Corrie Hotpot
By Hester
1 Picture
Ingredients
- 1 1/2 pounds lamb neck meat, cubed
- 1 1/2 pounds potatoes, leave skin on, thinly sliced
- 1 large onion, chopped
- 1 1/4 cups beef stock
- 3 ounces butter
- 1 tablespoon flour
- 1 tablespoon Worcestershire sauce
- 1 bay leaf
- salt and pepper, to taste
Details
Servings 6
Preparation
Step 1
Pre-heat oven to 325. Seal meat on all sides over high heat in butter, reduce heat to medium and cook until evenly browned. When browned put meat in deep oven proof casserole.

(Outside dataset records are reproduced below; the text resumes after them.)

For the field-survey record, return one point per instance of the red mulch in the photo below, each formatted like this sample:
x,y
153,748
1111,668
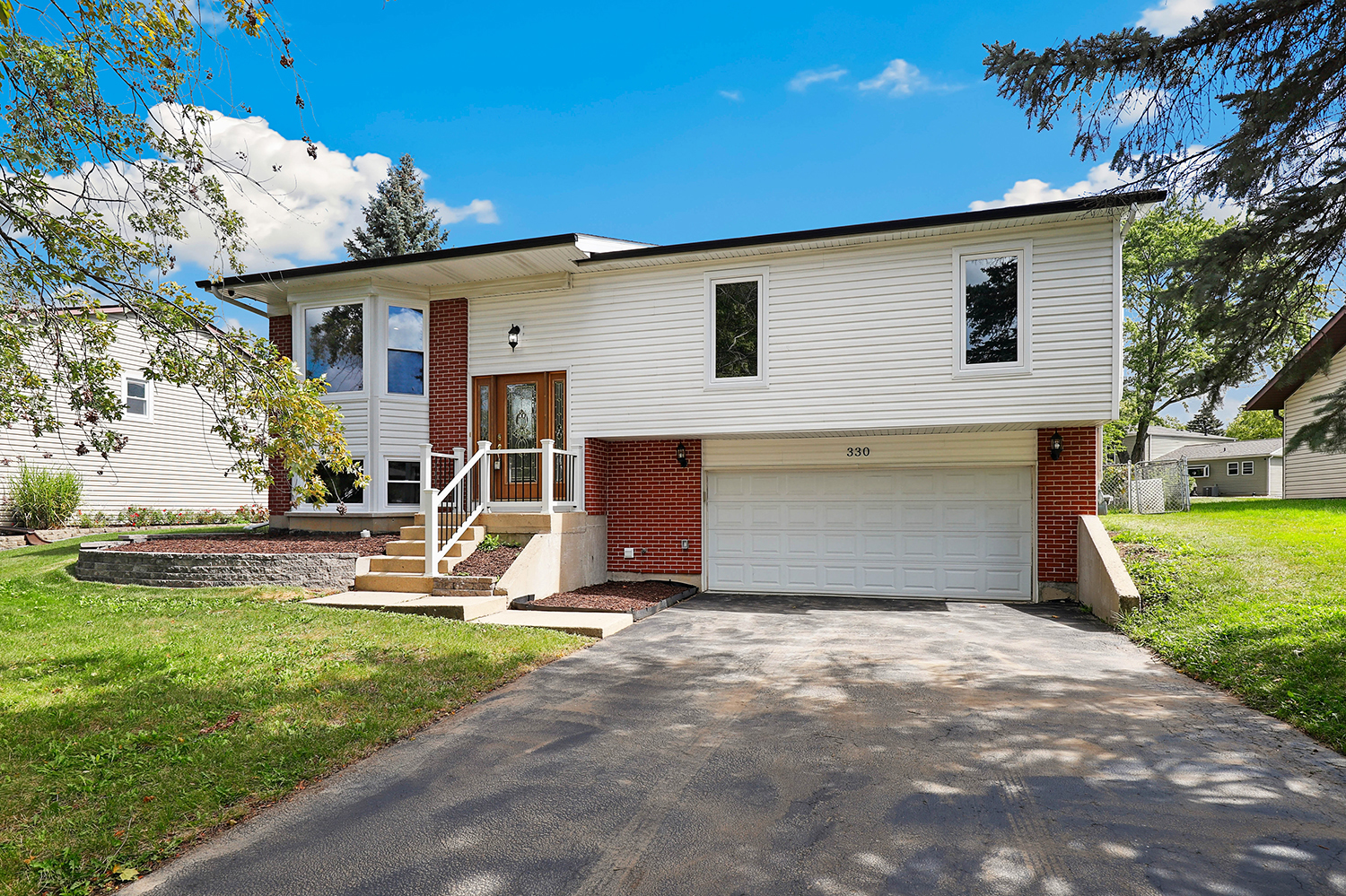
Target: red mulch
x,y
621,596
487,562
269,544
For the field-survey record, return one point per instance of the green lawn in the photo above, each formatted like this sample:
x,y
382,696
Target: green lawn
x,y
136,718
1249,595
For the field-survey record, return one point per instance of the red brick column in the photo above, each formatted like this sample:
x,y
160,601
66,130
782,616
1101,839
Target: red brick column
x,y
446,376
279,495
651,505
1066,489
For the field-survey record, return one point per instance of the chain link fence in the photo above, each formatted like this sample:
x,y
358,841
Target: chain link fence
x,y
1149,487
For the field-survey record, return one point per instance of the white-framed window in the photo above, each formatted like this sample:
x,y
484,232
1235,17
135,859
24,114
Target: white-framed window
x,y
334,344
404,483
993,309
737,311
139,396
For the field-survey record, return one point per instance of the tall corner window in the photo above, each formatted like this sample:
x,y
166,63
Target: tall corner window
x,y
334,346
404,482
406,350
738,328
137,397
992,311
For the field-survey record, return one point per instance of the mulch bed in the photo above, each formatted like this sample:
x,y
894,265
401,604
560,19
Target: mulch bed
x,y
271,544
618,596
487,562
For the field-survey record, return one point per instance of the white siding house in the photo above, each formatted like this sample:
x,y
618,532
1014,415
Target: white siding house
x,y
171,460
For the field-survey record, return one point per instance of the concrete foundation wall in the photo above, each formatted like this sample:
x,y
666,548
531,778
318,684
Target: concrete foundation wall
x,y
1106,587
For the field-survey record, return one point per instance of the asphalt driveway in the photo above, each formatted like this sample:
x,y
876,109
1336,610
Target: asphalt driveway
x,y
796,745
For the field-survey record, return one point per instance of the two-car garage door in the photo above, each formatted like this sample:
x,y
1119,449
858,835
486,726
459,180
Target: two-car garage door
x,y
894,533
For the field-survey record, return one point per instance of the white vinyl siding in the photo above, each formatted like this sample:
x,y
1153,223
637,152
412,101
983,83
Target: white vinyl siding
x,y
171,462
1311,474
858,338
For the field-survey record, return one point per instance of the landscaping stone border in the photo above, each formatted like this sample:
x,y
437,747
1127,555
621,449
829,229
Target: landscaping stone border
x,y
171,570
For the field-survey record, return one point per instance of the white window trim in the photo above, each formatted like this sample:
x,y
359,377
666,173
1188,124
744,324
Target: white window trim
x,y
1023,249
150,398
301,339
762,276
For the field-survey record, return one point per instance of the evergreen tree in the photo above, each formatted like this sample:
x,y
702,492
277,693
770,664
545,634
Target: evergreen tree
x,y
1205,420
398,221
1246,104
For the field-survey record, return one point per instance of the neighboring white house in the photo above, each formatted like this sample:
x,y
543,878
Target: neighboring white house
x,y
904,408
1162,440
1316,370
171,460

n same pan saute onions in pan juices adding more butter if needed. When they begin to turn brown sprinkle with flour.
Stir until roux begins to brown, stir in a little stock, stirring quickly to avoid lumps.
Stirring constantly add remaining liquid and bring to a simmer. Add Worcestershire and season to taste.
Pour onions and liquid over meat, mix well and add bay leaf.
Layer potatoes over meat, seasoning each layer with salt and pepper.
Cover and cook in oven for 2 hours, 1/2 hour uncovered.
If potatoes haven't browned, place under grill.